The most commonly affected kittens are those that live in shelters, multi-cat households, and stray kittens. When a kitten is noticed to have upper respiratory infection, it is important to nurse it back to health.
Upper Respiratory Infection In Kittens:
- Upper respiratory infection or URI can be viral or bacterial in origin.
- URIs can be transmitted via airborne transmission and is thus highly contagious.
- Cats that have acquired the disease and recover are usually contagious for months even years.
- Carrier cats can look normal but can infect other cats when brought into close contact.
- Some cats that have recovered from URI will occasionally experience flare-ups during stress or illness.
- URIs are not life threatening but prolonged and repeated infection can cause serious health problems.
- Most cats recover with home care. In some cases, hospitalization may be needed.

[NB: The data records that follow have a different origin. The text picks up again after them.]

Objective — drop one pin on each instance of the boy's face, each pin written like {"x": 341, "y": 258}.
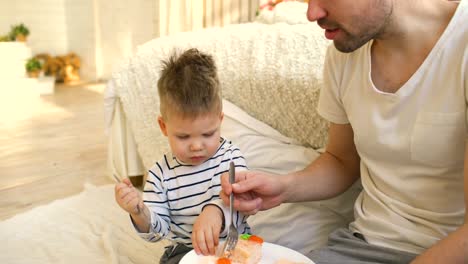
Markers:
{"x": 192, "y": 140}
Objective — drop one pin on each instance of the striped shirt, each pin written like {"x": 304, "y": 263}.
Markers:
{"x": 175, "y": 194}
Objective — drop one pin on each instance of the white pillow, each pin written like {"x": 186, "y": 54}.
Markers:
{"x": 299, "y": 226}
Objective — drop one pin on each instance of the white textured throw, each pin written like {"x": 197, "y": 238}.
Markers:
{"x": 273, "y": 72}
{"x": 87, "y": 228}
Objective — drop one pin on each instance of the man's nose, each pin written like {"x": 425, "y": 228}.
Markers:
{"x": 315, "y": 11}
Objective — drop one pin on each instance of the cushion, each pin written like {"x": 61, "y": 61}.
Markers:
{"x": 301, "y": 226}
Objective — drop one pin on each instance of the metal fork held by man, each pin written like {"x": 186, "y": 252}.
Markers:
{"x": 232, "y": 235}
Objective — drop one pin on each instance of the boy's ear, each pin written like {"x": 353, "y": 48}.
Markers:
{"x": 162, "y": 125}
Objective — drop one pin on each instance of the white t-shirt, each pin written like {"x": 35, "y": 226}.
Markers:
{"x": 411, "y": 143}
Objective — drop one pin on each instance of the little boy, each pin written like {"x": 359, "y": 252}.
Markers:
{"x": 181, "y": 195}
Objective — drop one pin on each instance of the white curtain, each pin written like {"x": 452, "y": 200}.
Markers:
{"x": 188, "y": 15}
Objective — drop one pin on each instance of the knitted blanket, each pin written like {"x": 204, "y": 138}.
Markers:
{"x": 271, "y": 71}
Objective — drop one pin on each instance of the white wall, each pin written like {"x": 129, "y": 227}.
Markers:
{"x": 103, "y": 32}
{"x": 100, "y": 32}
{"x": 45, "y": 20}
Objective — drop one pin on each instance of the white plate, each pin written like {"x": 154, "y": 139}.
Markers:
{"x": 270, "y": 254}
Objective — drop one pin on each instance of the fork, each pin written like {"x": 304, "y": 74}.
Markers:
{"x": 233, "y": 235}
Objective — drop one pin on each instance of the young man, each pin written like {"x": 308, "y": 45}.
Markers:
{"x": 181, "y": 185}
{"x": 396, "y": 96}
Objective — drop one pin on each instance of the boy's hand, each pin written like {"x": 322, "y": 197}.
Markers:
{"x": 206, "y": 230}
{"x": 128, "y": 197}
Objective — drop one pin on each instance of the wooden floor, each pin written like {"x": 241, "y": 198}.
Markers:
{"x": 50, "y": 146}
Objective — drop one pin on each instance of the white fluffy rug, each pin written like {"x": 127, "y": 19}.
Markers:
{"x": 86, "y": 228}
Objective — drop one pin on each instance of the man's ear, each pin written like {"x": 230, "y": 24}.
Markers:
{"x": 162, "y": 125}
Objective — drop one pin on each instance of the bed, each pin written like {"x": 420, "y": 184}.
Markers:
{"x": 271, "y": 79}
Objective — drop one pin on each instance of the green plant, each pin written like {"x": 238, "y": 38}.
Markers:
{"x": 5, "y": 38}
{"x": 33, "y": 64}
{"x": 19, "y": 29}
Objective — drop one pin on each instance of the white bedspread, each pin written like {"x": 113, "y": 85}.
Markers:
{"x": 273, "y": 72}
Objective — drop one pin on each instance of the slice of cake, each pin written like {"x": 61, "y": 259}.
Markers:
{"x": 247, "y": 251}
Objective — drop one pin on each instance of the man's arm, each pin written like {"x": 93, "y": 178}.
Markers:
{"x": 332, "y": 173}
{"x": 453, "y": 248}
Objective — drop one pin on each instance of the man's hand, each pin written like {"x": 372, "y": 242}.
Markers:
{"x": 254, "y": 191}
{"x": 206, "y": 230}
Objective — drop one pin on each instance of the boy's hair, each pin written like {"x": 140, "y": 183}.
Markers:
{"x": 189, "y": 85}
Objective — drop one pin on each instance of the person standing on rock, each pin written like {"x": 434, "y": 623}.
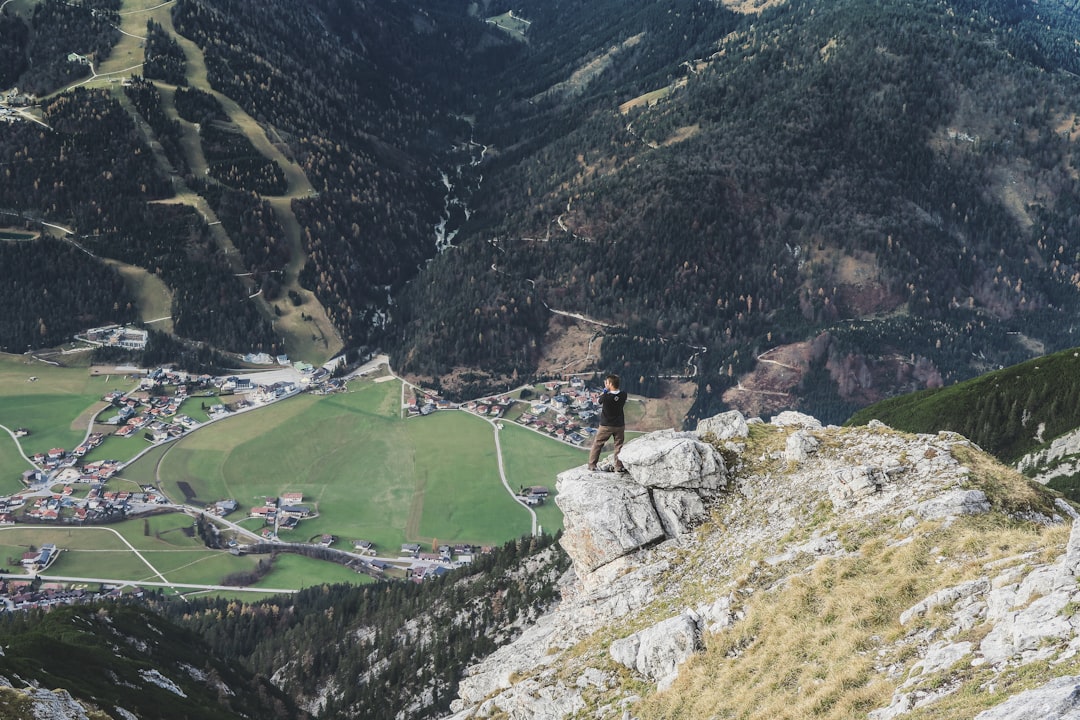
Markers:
{"x": 612, "y": 423}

- Known causative agents of URIs in cats include Herpes, Calicivirus, and Chlamydia.
Symptoms of Upper Respiratory Infection in Kittens:
The most common signs of a common URI may include:
- Runny eyes
- Presence of nasal discharge
- Decreased appetite
Signs that require hospitalization:
- Appetite loss
- Nasal congestion
- Breathing through the mouth
- High fever
- Extreme listlessness
How to Treat Upper Respiratory Infection in Kittens:
For uncomplicated URIs:
- Administer the prescribed antibiotics as ordered by the vet.
- Separate the kitten from other cats.
- Keep the kitten in a drat-free room.
- Clear the eyes and nose of discharge using a moistened cotton ball.
- Regularly expose the kitten in a steamed room, such as shower to help with decongestion or use a room vaporizer.
- Encourage water intake, have clean water readily available for the kitten to drink.
- Encourage eating by offering delectable yet healthy foods.